The Brookfield Park wet pond rehabilitation project won second place in the best habitat creation category in the 2014 Best Urban BMP* in the Bay award contest sponsored by the Chesapeake Stormwater Network**. These are known as the "BUBBA" awards.

"This is a challenging award to win, so placing second in the habitat category is telling us we are doing things right," said Chad Crawford, P.E., Chief, Watershed Projects Implementation Branch - South, Department of Public Works and Environmental Services (DPWES).

Several divisions of DPWES and the Fairfax County Park Authority worked together to restore the dam in the Brookfield Park and create a habitat that is planted with native vegetation that provides water quality benefits and food, shelter and breeding grounds for the animals that live there.

The BUBBA 2014 award information reads:

"This project had great merit in the Best Habitat Creation category, particularly with regards to the stewardship of existing pond wildlife. Remarkably, Fairfax County went the extra mile by taking considerable care of existing aquatic pond inhabitants by relocating them during pond reconstruction. This novel construction approach coupled with a design which fused conventional pond reconstruction with innovative practices including natural channel design, floating wetlands, and other stabilization techniques were quite compelling."

The Brookfield Community Park at 7417 Floyd Avenue, Springfield, is just over 25 acres and was constructed in the late 1950's as a community amenity. The pond was not originally designed with modern stormwater management techniques. Its new configuration drains the surrounding 49 acres and contributes to improved water quality downstream.

The dam was rehabilitated to meet up-to-date safety and design standards. The dam and outlet structure were reconstructed and a wetland forebay system was installed. Forebays are smaller ponds that are placed along the water flow path that collect and filter pollutants and control algae problems in the pond.

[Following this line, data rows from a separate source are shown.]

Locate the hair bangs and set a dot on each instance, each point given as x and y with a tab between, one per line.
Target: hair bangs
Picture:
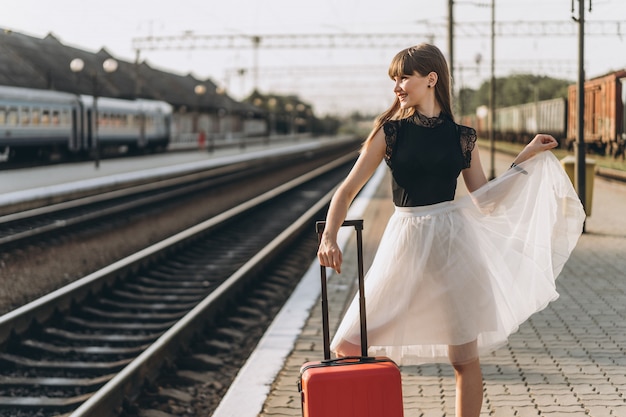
401	65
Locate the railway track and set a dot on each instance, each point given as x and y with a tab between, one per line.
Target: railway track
34	222
90	347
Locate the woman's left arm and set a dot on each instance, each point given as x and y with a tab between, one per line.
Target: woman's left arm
540	143
474	176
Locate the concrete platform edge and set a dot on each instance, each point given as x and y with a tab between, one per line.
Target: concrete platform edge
247	394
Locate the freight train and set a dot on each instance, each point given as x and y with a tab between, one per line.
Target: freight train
605	117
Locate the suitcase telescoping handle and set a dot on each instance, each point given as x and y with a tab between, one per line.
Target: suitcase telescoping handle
358	225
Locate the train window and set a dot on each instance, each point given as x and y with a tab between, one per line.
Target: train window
24	116
56	119
66	118
12	117
45	117
35	117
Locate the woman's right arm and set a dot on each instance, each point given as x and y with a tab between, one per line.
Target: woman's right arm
329	253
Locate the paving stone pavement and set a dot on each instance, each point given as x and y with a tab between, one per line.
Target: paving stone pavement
568	360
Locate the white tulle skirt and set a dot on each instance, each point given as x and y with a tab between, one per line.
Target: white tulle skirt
469	270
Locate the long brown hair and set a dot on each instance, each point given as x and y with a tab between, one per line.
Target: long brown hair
423	59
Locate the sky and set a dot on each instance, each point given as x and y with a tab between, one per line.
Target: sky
334	80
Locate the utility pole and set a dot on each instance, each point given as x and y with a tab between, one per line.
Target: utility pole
492	95
580	171
451	42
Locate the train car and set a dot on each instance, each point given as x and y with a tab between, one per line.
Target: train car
38	122
520	123
605	113
136	125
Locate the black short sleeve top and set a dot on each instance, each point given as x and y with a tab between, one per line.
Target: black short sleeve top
426	156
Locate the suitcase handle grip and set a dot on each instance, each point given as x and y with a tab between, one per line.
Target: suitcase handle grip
358	226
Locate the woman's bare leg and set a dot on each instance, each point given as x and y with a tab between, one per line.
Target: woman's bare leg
469	389
469	379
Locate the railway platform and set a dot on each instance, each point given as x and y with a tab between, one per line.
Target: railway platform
565	361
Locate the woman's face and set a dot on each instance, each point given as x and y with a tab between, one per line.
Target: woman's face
411	90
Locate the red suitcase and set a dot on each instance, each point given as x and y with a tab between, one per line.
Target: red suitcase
353	386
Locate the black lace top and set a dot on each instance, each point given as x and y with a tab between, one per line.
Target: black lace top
426	156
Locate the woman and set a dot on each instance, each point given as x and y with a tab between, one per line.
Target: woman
452	279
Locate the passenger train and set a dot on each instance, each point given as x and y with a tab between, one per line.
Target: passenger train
42	123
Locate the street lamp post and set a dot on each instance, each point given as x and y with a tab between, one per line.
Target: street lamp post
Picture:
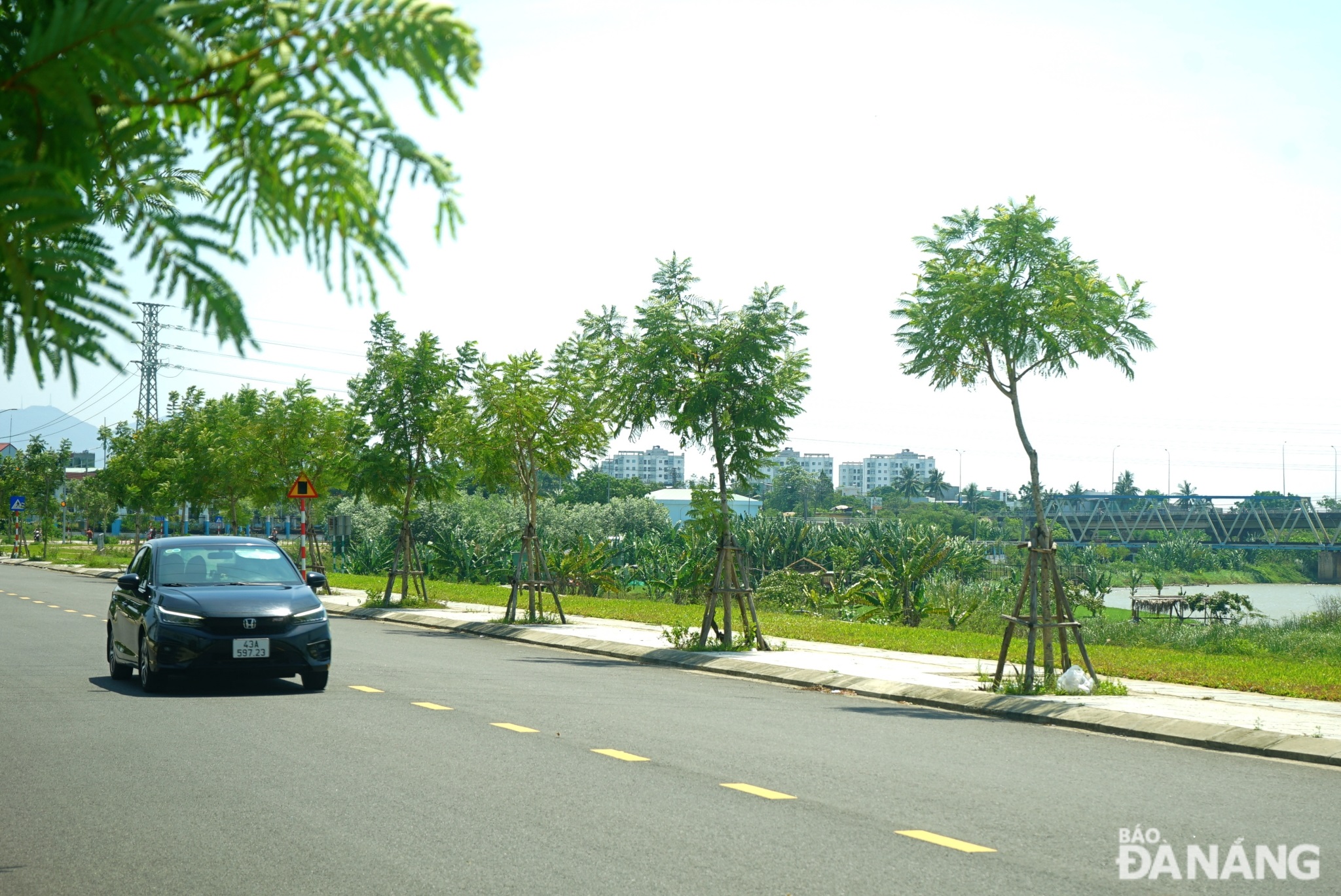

Floating wetlands were installed to increase pollutant removal. These are constructed using native and aquatic plants that float in rafts and function as natural wetlands.

An easily accessible viewing or look-out platform was installed on the top of the dam. The project was completed in Mid-November 2014.


*Best Management Practices



The Brookfield Park Pond
The Brookfield Park Pond with viewing or look-out platform on the left. Fairfax County Photo.